"Doubt is not a pleasant condition, but certainty is absurd."

"Doubt is not a pleasant condition, but certainty is absurd."

-Voltaire

Monday, November 19, 2012

I'm still trying

At around 11:45 every weekday except for Wednesdays the St. Mary of the Seven Sorrows Church at the corner of Union and 5th Avenue in Nashville opens its doors for Mass. But Mass doesn’t start until 12:10, and between 11:45 and 12:10 the church is quiet (and nearly empty, save the few dedicated souls who wander in for a midday liturgy). In this small space of time I like to occupy a back pew and soak in the sound of nothing beneath the frescoed ceiling, where you can find Saint Peter and the rest perched on white fluffy clouds (they’re all dead). I’m not catholic, and I leave before Mass, but this little part of my day is an oasis.

I don’t say this to seem pious, as half the time I’m sitting there wondering why it is I believe what I believe or if I believe it at all. That is of course why I go. It seems reasonable that I should devote at least ten minutes every day to the matter of eternity, and whether it’s an exclusive, all-inclusive, or non-existent place.

This is ten minutes too much for some, I’m sure. For much of learned society, the idea of God is an antiquated superstition that was explained away a long time ago by science. And if we will just give this science a chance, they say, it can provide us with a reasonable answer to the ultimate questions of the universe, one that does not come encumbered with a long list of “must-believes” and “must-dos” that ruin all our fun and take away our freedom and make enemies of our neighbors.

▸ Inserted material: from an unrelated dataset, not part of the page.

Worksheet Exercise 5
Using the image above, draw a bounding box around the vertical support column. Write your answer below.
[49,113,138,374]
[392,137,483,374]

I am glad they found the God-particle. That’s very reassuring. Although I will admit that the big bang theory leaves me feeling a little dissatisfied. But the reasons for my faith do not grow out of this dissatisfaction. In other words, it is not for lack of proof that there is no God that I believe what I do. On the contrary, I find the concept of God just as or more incredible. But this too does not seem to deter me.

Still, being who I’ve become, I find it hard to accept something as true just because: just because what rejecting it would mean, just because of the alternative. As I strive to produce reasons for my faith, I try to step outside of myself, away from the interested part of me that wants a tidy explanation for existence and a ready-at-hand meaning of life. But I cannot deny that seeking part of my soul that wants to believe, and I’m not sure I should.

Because I want to believe that there is a first cause somewhere in the darkness. I have hope that everything that has ever happened, that every thinking person who has ever lived with the awareness of their own existence and experienced the uncountable number of thoughts and emotions and shared moments of joy and of pain—that this is not all simply particles in the wind, meaningless interactions among organized matter. I admit that I feel consciousness is part of something bigger, something that transcends life and death and that the soul isn’t just grey matter located in one of the four lobes. I want there to be more, because this world is so full of loss and injustice and goodeness and love that it pains me to think that the end is so empty, so full of nothing, no reunion, no continuation, no fulfillment. Call this weakness, call it ingratitude—this is what I want to believe. I need faith to believe these things, and I need it because I believe the story of humanity plays like a Shakespearean tragedy, its characters torn between good and evil, its history so full and running so deep, that the whole thing is utterly remarkable and it’s an affront to call it a coincidence. I need faith to believe in the reason for life, and I’m trying to find it.